Management consultant and twitter user ‘DCinvestor.eth’ [@iamDCinvestor] commented that it is bullish for Dai in addition to ETH.
“This sort of thing may actually be what allows DAI to compete head to head with custodial stable coins, and over time could be preferred to deep liquidity and no off-chain trust requirements (aside from oracles). This could be DAI fulfilling its prophecy.”
The naturally curious crypto community also took a potentially negative view of these liquidity vaults with Arcane Assets CIO Eric Wall suggesting that yETH vault administrators may end up controlling enough Ether to theoretically launch an attack on Ethereum 2.0.
Ethereum co-founder Vitalik Buterin quickly downplayed the risks associated with 51% attacks targeting ETH 2.0 stating that, unlike in proof-of-work, a malicious actor could attack once, but would be quickly ‘slashed’ or ‘soft-forked’ and lose control over the coins needed to maintain the attack.

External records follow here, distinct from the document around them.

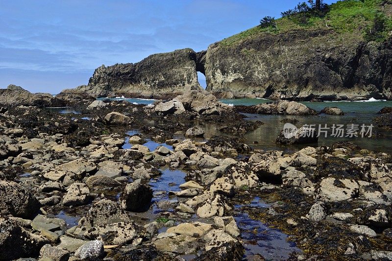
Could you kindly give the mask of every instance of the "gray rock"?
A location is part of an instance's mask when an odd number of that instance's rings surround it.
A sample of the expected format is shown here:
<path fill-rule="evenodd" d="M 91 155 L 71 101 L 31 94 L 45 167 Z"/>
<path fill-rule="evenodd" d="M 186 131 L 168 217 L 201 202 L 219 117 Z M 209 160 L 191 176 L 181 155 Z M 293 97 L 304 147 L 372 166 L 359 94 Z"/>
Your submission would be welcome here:
<path fill-rule="evenodd" d="M 344 115 L 343 111 L 337 107 L 326 107 L 321 110 L 320 113 L 324 113 L 329 115 L 335 115 L 337 116 L 341 116 Z"/>
<path fill-rule="evenodd" d="M 142 229 L 133 222 L 120 222 L 94 227 L 88 230 L 84 236 L 101 240 L 105 245 L 137 245 L 141 242 L 139 236 Z"/>
<path fill-rule="evenodd" d="M 352 180 L 323 178 L 315 192 L 316 198 L 324 202 L 337 202 L 352 198 L 359 190 L 358 184 Z"/>
<path fill-rule="evenodd" d="M 0 159 L 15 157 L 22 152 L 22 147 L 7 136 L 0 136 Z"/>
<path fill-rule="evenodd" d="M 358 233 L 370 237 L 374 237 L 377 236 L 377 234 L 374 230 L 366 226 L 353 225 L 349 227 L 350 230 L 353 232 Z"/>
<path fill-rule="evenodd" d="M 9 220 L 0 217 L 0 260 L 37 256 L 47 239 L 32 234 Z"/>
<path fill-rule="evenodd" d="M 185 132 L 185 137 L 202 137 L 205 133 L 205 131 L 200 127 L 192 127 L 189 128 Z"/>
<path fill-rule="evenodd" d="M 299 129 L 294 129 L 285 136 L 285 130 L 282 130 L 276 139 L 278 144 L 293 144 L 317 143 L 318 140 L 317 130 L 302 126 Z"/>
<path fill-rule="evenodd" d="M 86 184 L 91 190 L 114 188 L 121 185 L 121 183 L 113 178 L 99 174 L 89 177 Z"/>
<path fill-rule="evenodd" d="M 216 216 L 214 218 L 214 222 L 215 225 L 224 229 L 226 233 L 235 238 L 241 235 L 236 220 L 232 216 Z"/>
<path fill-rule="evenodd" d="M 318 201 L 310 208 L 309 214 L 306 217 L 310 221 L 318 222 L 324 219 L 326 216 L 324 203 L 321 201 Z"/>
<path fill-rule="evenodd" d="M 106 107 L 106 104 L 101 100 L 95 100 L 87 106 L 87 110 L 102 109 Z"/>
<path fill-rule="evenodd" d="M 129 221 L 129 218 L 117 202 L 102 199 L 91 207 L 86 216 L 79 220 L 79 225 L 94 227 Z"/>
<path fill-rule="evenodd" d="M 71 237 L 67 236 L 60 237 L 60 244 L 57 246 L 71 253 L 74 252 L 78 248 L 88 242 L 88 241 Z"/>
<path fill-rule="evenodd" d="M 196 213 L 197 215 L 203 218 L 208 218 L 214 216 L 223 216 L 231 210 L 231 207 L 228 205 L 226 200 L 219 194 L 213 194 L 212 197 L 209 197 L 202 202 L 203 203 L 197 209 Z"/>
<path fill-rule="evenodd" d="M 54 195 L 40 200 L 43 206 L 55 206 L 61 202 L 61 197 Z"/>
<path fill-rule="evenodd" d="M 109 178 L 115 179 L 121 176 L 122 173 L 122 166 L 118 162 L 105 161 L 99 164 L 99 169 L 96 173 Z"/>
<path fill-rule="evenodd" d="M 56 167 L 60 171 L 72 172 L 74 174 L 90 173 L 97 169 L 95 164 L 83 158 L 62 164 Z"/>
<path fill-rule="evenodd" d="M 138 179 L 126 185 L 120 200 L 124 209 L 137 211 L 149 206 L 152 198 L 152 190 Z"/>
<path fill-rule="evenodd" d="M 16 106 L 62 107 L 65 103 L 50 94 L 32 94 L 20 86 L 13 84 L 7 89 L 0 89 L 0 104 Z"/>
<path fill-rule="evenodd" d="M 75 256 L 82 260 L 98 260 L 103 256 L 103 243 L 98 240 L 90 241 L 78 248 Z"/>
<path fill-rule="evenodd" d="M 49 192 L 55 190 L 62 191 L 64 190 L 64 186 L 59 182 L 49 181 L 45 184 L 42 184 L 39 187 L 39 190 L 42 192 Z"/>
<path fill-rule="evenodd" d="M 63 199 L 65 206 L 80 206 L 87 204 L 90 199 L 90 190 L 84 183 L 75 183 L 70 186 Z"/>
<path fill-rule="evenodd" d="M 0 212 L 22 218 L 31 219 L 41 208 L 34 196 L 13 181 L 0 180 Z"/>
<path fill-rule="evenodd" d="M 105 121 L 110 125 L 126 125 L 129 123 L 131 119 L 128 116 L 120 113 L 113 112 L 105 116 Z"/>
<path fill-rule="evenodd" d="M 48 258 L 52 261 L 67 261 L 70 257 L 68 251 L 47 244 L 41 249 L 40 255 L 42 258 Z"/>
<path fill-rule="evenodd" d="M 144 166 L 142 166 L 135 169 L 132 174 L 132 178 L 134 180 L 140 179 L 149 180 L 150 178 L 151 178 L 151 175 L 148 171 Z"/>

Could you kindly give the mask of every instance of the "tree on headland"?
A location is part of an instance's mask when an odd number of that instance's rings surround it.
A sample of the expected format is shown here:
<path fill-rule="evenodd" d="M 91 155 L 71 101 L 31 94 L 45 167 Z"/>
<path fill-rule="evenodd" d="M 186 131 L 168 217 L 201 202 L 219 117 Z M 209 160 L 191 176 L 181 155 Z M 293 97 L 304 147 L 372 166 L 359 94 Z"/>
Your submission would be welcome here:
<path fill-rule="evenodd" d="M 311 17 L 324 16 L 328 11 L 328 4 L 323 0 L 308 0 L 308 2 L 298 3 L 294 9 L 289 9 L 281 13 L 283 17 L 288 17 L 298 24 L 305 24 Z"/>
<path fill-rule="evenodd" d="M 260 20 L 260 26 L 262 28 L 266 28 L 270 26 L 273 27 L 276 27 L 276 23 L 275 22 L 275 18 L 270 16 L 265 16 Z"/>

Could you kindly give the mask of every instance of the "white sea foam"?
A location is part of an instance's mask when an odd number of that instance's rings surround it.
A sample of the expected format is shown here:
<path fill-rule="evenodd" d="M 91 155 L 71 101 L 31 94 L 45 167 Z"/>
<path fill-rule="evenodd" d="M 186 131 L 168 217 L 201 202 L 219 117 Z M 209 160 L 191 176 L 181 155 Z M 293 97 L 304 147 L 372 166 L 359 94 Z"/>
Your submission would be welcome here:
<path fill-rule="evenodd" d="M 354 101 L 356 101 L 357 102 L 371 102 L 372 101 L 386 101 L 387 100 L 377 100 L 372 97 L 368 100 L 354 100 Z"/>
<path fill-rule="evenodd" d="M 387 100 L 377 100 L 372 97 L 368 100 L 326 100 L 325 102 L 374 102 L 376 101 L 387 101 Z"/>

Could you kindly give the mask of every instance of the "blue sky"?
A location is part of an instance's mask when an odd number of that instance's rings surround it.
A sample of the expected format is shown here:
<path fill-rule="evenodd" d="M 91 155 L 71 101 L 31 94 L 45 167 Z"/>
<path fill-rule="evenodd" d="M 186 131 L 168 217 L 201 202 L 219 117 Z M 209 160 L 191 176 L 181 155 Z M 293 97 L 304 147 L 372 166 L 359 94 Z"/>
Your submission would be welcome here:
<path fill-rule="evenodd" d="M 298 1 L 0 0 L 0 88 L 56 94 L 102 64 L 206 49 Z"/>

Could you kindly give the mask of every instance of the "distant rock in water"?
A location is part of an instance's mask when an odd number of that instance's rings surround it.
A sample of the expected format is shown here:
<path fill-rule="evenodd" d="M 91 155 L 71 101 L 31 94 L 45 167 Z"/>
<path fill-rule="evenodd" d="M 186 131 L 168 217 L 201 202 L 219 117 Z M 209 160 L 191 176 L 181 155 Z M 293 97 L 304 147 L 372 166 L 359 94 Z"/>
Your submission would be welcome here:
<path fill-rule="evenodd" d="M 96 69 L 87 85 L 65 90 L 61 94 L 173 98 L 192 90 L 201 90 L 196 72 L 200 59 L 193 50 L 186 48 L 152 54 L 135 64 L 102 65 Z"/>
<path fill-rule="evenodd" d="M 199 115 L 217 115 L 231 106 L 218 101 L 208 92 L 192 91 L 169 101 L 156 102 L 155 111 L 159 114 L 180 114 L 186 111 Z"/>
<path fill-rule="evenodd" d="M 0 105 L 5 107 L 24 105 L 43 108 L 63 107 L 66 103 L 50 94 L 32 94 L 20 86 L 10 84 L 7 89 L 0 89 Z"/>
<path fill-rule="evenodd" d="M 392 113 L 392 107 L 384 107 L 377 113 L 377 114 L 385 114 L 386 113 Z"/>
<path fill-rule="evenodd" d="M 316 115 L 317 113 L 302 103 L 295 101 L 280 100 L 268 103 L 246 106 L 236 105 L 239 112 L 256 114 L 281 114 L 285 115 Z"/>
<path fill-rule="evenodd" d="M 335 115 L 337 116 L 342 116 L 344 115 L 343 111 L 338 108 L 337 107 L 326 107 L 320 112 L 320 113 L 324 113 L 328 114 L 328 115 Z"/>
<path fill-rule="evenodd" d="M 341 41 L 330 29 L 253 32 L 257 30 L 208 47 L 207 91 L 222 98 L 392 99 L 390 40 Z"/>

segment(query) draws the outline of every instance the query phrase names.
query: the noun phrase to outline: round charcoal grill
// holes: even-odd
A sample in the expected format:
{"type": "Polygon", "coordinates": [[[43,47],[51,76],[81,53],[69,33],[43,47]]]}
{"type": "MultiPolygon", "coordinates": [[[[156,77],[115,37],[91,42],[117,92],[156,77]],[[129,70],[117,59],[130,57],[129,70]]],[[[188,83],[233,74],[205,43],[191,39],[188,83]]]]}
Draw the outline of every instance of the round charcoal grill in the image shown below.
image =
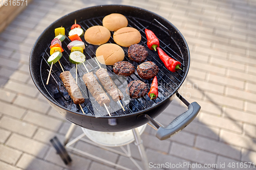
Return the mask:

We need to get past the myth that it's *fatal* if one entity gets enough to 51% attack PoS. The reality is they could attack *once*, and then they either get slashed or (if censorship attack) soft-forked away and inactivity-leaked, and they lose their coins so can't attack again. https://t.co/utash1hUDU
— vitalik.eth (@VitalikButerin) September 2, 2020
The latest opportunity in DeFi has been wildly popular and although there are still risks involved, it appears far safer than dealing with Sushis, Hotdogs, Pizzas or Kimchis.